TABLE OF CONTENTS

PRINT December 2013

Books: Best of 2013

Art Spiegelman

Society Is Nix: Gleeful Anarchy at the Dawn of the American Comic Strip, 1895–1915 (Sunday Press), edited by Peter Maresca, is a staggering sixteen-by-twenty-one-inch (!) anthology of Sunday pages printed at the original broadsheet size, introduced when rotary color printing and American comics were both brand-new. The beginnings of any medium—before limits and definitions set in—are the most giddy and fertile; and seeing these hitherto-hidden treasures in their full-scale splendor invites the reader to literally take their measure and experience the shock of the new. Size does matter. So does the scrupulously reproduced color from a period when the printers were as jazzed by the new technology as the artists.

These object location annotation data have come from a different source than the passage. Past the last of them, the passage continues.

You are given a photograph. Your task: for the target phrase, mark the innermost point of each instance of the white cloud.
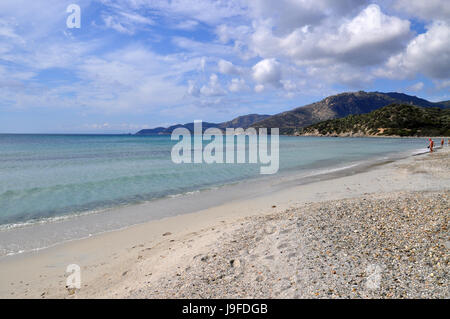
(416, 87)
(238, 85)
(428, 53)
(428, 10)
(213, 88)
(227, 67)
(267, 71)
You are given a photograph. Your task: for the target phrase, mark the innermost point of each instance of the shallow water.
(46, 176)
(55, 188)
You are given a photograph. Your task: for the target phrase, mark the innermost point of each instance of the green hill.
(338, 106)
(391, 120)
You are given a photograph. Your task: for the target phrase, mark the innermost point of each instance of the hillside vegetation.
(391, 120)
(338, 106)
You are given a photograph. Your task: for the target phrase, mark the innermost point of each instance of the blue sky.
(143, 63)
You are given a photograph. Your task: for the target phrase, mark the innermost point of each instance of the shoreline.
(43, 234)
(112, 260)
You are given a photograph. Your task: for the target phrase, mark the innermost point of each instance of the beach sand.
(380, 233)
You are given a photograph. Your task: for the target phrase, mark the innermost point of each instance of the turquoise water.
(45, 176)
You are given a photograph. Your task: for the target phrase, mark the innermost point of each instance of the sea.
(55, 188)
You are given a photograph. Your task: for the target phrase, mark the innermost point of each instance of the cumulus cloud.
(267, 71)
(428, 10)
(213, 88)
(428, 53)
(229, 68)
(238, 85)
(416, 87)
(368, 38)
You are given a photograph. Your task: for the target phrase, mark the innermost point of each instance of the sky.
(135, 64)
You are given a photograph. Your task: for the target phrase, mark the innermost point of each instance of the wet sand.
(288, 232)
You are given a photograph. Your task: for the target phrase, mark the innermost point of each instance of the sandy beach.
(381, 233)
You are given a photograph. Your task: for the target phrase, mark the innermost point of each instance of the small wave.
(47, 220)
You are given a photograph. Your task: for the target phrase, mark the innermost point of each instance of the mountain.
(241, 121)
(338, 106)
(445, 103)
(391, 120)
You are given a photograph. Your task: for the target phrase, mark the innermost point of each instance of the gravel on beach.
(377, 246)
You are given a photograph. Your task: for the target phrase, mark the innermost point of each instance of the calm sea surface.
(48, 176)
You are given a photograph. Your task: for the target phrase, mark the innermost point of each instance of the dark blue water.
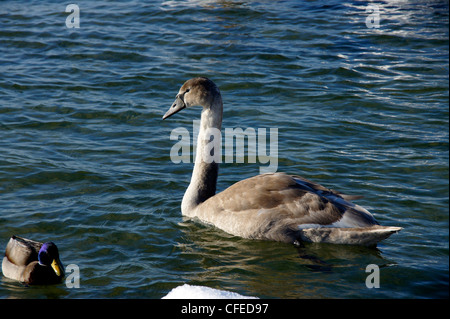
(85, 157)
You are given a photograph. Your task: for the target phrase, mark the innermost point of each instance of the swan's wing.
(280, 196)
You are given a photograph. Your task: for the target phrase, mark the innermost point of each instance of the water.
(85, 157)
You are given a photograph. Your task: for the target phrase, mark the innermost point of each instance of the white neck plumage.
(204, 176)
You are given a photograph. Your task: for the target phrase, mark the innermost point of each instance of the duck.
(271, 206)
(32, 262)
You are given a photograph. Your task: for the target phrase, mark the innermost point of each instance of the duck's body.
(32, 262)
(273, 206)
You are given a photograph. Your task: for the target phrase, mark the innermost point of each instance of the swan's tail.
(366, 236)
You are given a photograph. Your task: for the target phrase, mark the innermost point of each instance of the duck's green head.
(49, 256)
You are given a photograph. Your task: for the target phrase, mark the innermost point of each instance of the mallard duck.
(32, 262)
(272, 206)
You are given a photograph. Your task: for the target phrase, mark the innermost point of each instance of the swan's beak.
(176, 107)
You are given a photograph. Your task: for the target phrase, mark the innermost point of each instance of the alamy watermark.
(72, 276)
(373, 19)
(373, 279)
(73, 19)
(258, 147)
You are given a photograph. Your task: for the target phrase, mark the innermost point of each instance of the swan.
(271, 206)
(32, 262)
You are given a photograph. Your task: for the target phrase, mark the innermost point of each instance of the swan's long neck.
(204, 176)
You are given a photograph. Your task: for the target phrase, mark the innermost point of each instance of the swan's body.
(272, 206)
(32, 262)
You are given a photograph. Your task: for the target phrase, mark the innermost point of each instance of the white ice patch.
(200, 292)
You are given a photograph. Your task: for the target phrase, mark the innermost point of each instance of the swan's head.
(194, 92)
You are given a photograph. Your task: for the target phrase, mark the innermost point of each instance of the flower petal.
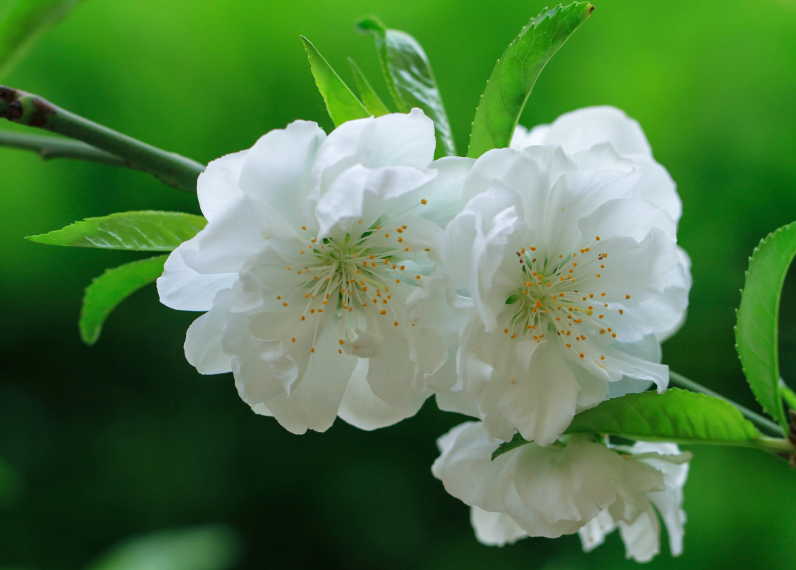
(218, 186)
(539, 402)
(495, 529)
(203, 342)
(572, 483)
(466, 469)
(396, 139)
(277, 170)
(316, 398)
(362, 409)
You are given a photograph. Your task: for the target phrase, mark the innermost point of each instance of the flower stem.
(49, 148)
(33, 111)
(757, 419)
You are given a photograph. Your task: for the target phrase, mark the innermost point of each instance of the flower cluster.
(351, 275)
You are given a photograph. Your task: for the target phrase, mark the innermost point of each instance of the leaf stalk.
(33, 111)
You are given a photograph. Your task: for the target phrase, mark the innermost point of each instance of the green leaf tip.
(757, 325)
(676, 416)
(108, 290)
(516, 72)
(367, 94)
(410, 79)
(135, 231)
(341, 103)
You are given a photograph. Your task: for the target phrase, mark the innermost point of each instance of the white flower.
(312, 248)
(568, 257)
(578, 486)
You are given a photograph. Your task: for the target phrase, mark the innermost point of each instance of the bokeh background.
(123, 439)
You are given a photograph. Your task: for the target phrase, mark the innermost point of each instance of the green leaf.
(111, 288)
(757, 324)
(138, 231)
(678, 416)
(516, 72)
(370, 99)
(22, 22)
(410, 79)
(202, 548)
(341, 102)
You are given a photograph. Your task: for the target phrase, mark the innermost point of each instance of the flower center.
(354, 274)
(563, 296)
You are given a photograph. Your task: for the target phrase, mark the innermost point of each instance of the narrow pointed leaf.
(213, 547)
(111, 288)
(516, 72)
(677, 416)
(138, 231)
(757, 327)
(370, 99)
(341, 102)
(22, 22)
(410, 79)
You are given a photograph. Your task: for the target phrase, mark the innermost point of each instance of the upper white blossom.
(568, 275)
(577, 486)
(312, 248)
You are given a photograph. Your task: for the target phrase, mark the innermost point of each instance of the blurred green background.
(125, 438)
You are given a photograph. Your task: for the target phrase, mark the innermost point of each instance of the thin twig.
(49, 148)
(760, 421)
(33, 111)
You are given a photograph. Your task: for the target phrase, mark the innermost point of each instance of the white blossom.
(312, 248)
(577, 485)
(565, 269)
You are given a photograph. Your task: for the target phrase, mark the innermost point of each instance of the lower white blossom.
(313, 246)
(567, 276)
(577, 485)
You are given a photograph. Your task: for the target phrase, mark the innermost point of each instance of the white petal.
(449, 401)
(632, 218)
(572, 483)
(495, 529)
(593, 533)
(642, 536)
(362, 409)
(530, 520)
(203, 342)
(389, 140)
(584, 128)
(576, 195)
(183, 289)
(229, 240)
(218, 186)
(315, 400)
(277, 170)
(392, 372)
(593, 390)
(364, 194)
(522, 137)
(539, 402)
(466, 469)
(443, 195)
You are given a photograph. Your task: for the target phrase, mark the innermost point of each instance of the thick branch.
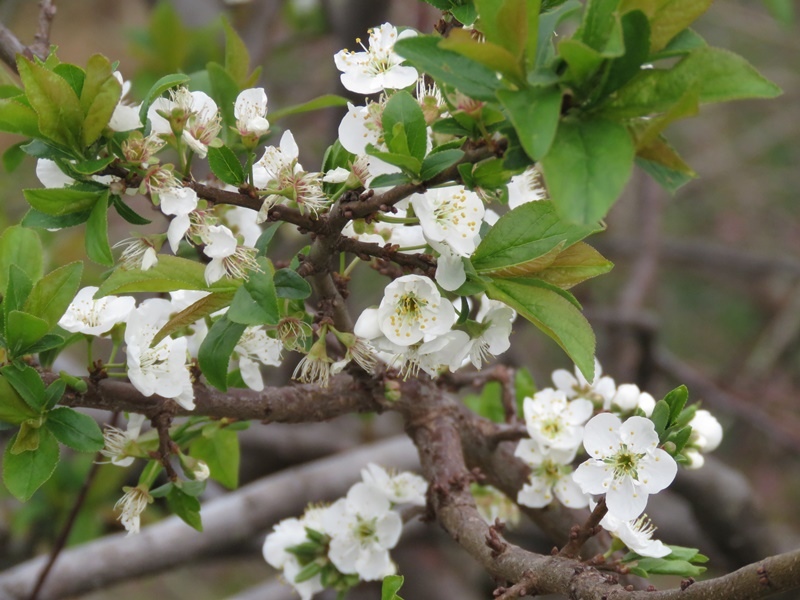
(227, 522)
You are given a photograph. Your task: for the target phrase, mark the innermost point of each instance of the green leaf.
(435, 163)
(715, 75)
(403, 110)
(490, 55)
(96, 242)
(170, 274)
(55, 102)
(23, 330)
(62, 201)
(553, 314)
(52, 294)
(216, 349)
(505, 23)
(535, 113)
(326, 101)
(667, 17)
(574, 265)
(290, 285)
(99, 97)
(28, 383)
(587, 168)
(191, 314)
(19, 118)
(76, 430)
(38, 219)
(256, 302)
(13, 409)
(531, 231)
(25, 472)
(220, 451)
(186, 507)
(158, 88)
(21, 247)
(226, 166)
(466, 75)
(237, 58)
(390, 586)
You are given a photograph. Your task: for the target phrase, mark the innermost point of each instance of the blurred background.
(705, 292)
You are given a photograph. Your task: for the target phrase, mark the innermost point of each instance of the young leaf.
(404, 111)
(226, 166)
(186, 507)
(553, 314)
(216, 349)
(220, 451)
(464, 74)
(535, 113)
(21, 247)
(96, 242)
(25, 472)
(52, 294)
(76, 430)
(587, 168)
(524, 235)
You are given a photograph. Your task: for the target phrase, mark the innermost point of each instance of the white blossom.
(399, 488)
(412, 308)
(636, 534)
(625, 463)
(363, 530)
(160, 369)
(599, 391)
(131, 506)
(250, 111)
(255, 347)
(378, 67)
(554, 422)
(95, 317)
(551, 473)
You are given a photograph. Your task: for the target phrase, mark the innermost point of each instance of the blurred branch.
(227, 522)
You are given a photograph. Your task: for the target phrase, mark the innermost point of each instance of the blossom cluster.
(348, 541)
(626, 463)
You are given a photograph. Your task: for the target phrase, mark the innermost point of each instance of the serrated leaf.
(21, 247)
(220, 451)
(535, 114)
(54, 292)
(99, 97)
(186, 507)
(28, 384)
(62, 201)
(326, 101)
(587, 168)
(216, 349)
(226, 166)
(97, 247)
(553, 314)
(158, 88)
(466, 75)
(290, 285)
(435, 163)
(60, 117)
(523, 236)
(204, 307)
(76, 430)
(24, 473)
(574, 265)
(170, 274)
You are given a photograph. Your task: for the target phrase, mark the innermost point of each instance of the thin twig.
(63, 536)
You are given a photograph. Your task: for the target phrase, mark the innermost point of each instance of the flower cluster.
(338, 545)
(627, 461)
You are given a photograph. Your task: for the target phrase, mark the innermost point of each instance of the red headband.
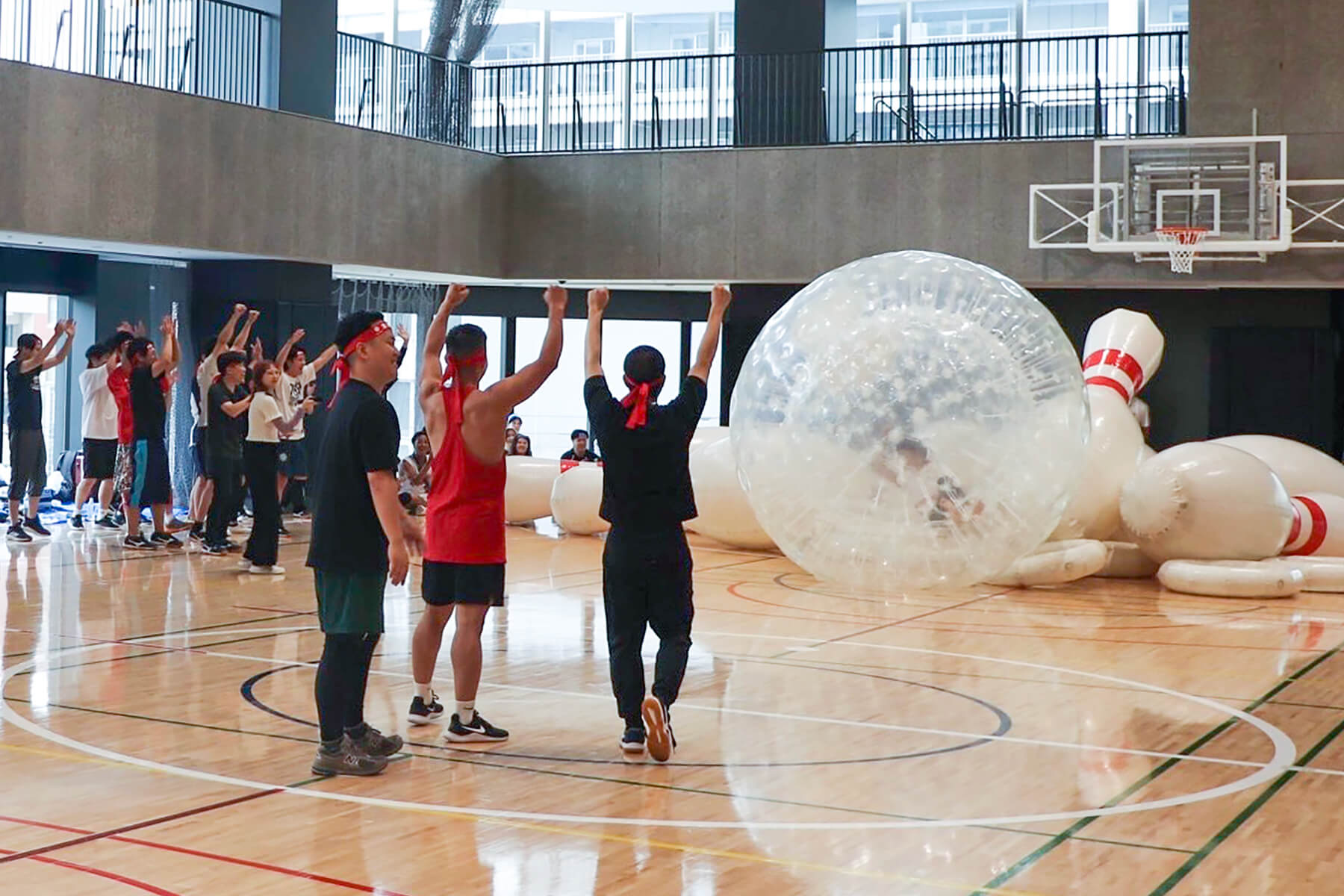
(638, 402)
(342, 367)
(453, 395)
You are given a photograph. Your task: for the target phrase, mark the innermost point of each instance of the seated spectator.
(413, 474)
(581, 449)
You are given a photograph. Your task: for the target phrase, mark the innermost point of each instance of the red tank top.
(464, 521)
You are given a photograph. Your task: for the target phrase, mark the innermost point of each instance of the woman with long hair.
(261, 460)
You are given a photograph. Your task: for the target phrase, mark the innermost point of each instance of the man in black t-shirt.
(226, 408)
(362, 536)
(27, 447)
(582, 452)
(647, 496)
(152, 487)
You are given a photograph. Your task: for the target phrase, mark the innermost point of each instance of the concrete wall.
(97, 159)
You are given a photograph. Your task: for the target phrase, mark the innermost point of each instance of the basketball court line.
(6, 855)
(1058, 840)
(220, 857)
(1284, 754)
(1242, 817)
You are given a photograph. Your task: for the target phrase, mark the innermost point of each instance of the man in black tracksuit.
(647, 496)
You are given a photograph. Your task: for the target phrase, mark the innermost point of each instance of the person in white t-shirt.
(267, 425)
(296, 385)
(208, 370)
(99, 426)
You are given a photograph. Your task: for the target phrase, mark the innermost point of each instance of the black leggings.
(342, 677)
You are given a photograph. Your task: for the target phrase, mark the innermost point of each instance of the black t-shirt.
(25, 396)
(362, 435)
(225, 435)
(647, 480)
(147, 403)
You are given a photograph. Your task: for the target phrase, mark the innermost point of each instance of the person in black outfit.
(362, 538)
(647, 496)
(228, 403)
(581, 453)
(27, 447)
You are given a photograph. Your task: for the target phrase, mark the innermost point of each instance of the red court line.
(161, 820)
(220, 857)
(87, 869)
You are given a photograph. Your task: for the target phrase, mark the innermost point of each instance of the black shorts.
(476, 583)
(100, 458)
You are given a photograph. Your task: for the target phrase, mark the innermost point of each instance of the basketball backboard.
(1234, 191)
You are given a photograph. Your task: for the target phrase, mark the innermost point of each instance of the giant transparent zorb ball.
(910, 421)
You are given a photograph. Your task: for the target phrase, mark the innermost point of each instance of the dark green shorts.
(349, 602)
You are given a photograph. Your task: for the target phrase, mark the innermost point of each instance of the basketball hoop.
(1182, 245)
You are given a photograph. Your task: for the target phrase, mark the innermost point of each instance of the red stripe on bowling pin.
(1316, 531)
(1122, 361)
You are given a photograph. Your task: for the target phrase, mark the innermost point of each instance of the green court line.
(573, 775)
(1243, 815)
(1068, 833)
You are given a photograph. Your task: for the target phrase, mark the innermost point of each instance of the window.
(1068, 15)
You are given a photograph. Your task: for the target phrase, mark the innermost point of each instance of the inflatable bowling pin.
(1203, 501)
(726, 514)
(527, 491)
(576, 500)
(1300, 467)
(1317, 527)
(1122, 352)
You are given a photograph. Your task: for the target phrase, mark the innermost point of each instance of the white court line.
(1284, 754)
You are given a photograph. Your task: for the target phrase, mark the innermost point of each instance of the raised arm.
(512, 391)
(282, 355)
(719, 301)
(598, 300)
(226, 336)
(164, 361)
(245, 334)
(432, 363)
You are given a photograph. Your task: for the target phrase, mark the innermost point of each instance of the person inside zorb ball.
(910, 421)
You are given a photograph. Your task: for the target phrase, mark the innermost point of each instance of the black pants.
(226, 473)
(261, 460)
(647, 583)
(342, 679)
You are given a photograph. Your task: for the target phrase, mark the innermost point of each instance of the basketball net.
(1182, 246)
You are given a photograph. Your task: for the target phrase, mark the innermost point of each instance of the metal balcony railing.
(205, 47)
(1016, 89)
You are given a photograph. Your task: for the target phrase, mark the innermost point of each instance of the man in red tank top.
(464, 521)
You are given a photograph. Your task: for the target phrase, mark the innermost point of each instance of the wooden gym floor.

For the first time in their history, comic strips now actually have a history—with more and more works rescued from the slow-burning forest fire that is newsprint to form a pantheon of acknowledged masterpieces. Sunday Press has produced other must-have, storage-straining, full-size volumes devoted to Winsor McCay’s Little Nemo in Slumberland, George Herriman’s Krazy Kat, and one called Forgotten Fantasy that includes a complete run of Lyonel Feininger’s Sunday comics pages. The true glory of Society Is Nix is that it explodes this developing canon (see book cover) to insist that it’s ALL amazing.

There are token examples of the aforementioned artists here—check out McCay’s Dream of the Rarebit Fiend on page 141, showing a fretful old maid with ever-multiplying men’s soled feet piling up under her bed as if they escaped from a late Guston painting!—but there are also revelatory pages from the less-gentrified alleyways of the first Sunday funnies: the raucous vaudeville of Happy Hooligan and The Katzenjammer Kids, to be sure, and a mayhem-filled Kelly’s Kindergarten by R. F. Outcault that makes most twenty-first-century inner-city schools look like Harvard. Here also are total anomalies like C. A. Beaty’s Little Denny Mud (six photographed bas-relief clay slabs complete with a nihilist’s bomb exploding in panel four) and a 1914 Crazy Quilt jam by five Chicago Tribune artists that sends your eye careening through a densely built pinball machine of intertwined gags. It’s impossible to catalogue the breadth of the aesthetic and sociological surprises packed inside this wonder cabinet of a book, but it all proves that our printed heritage is not quite ready to be Kindled or reduced down to an iPad.

Art Spiegelman is a cartoonist. An international traveling retrospective of his work is currently on view at The Jewish Museum in New York through March 23, 2014.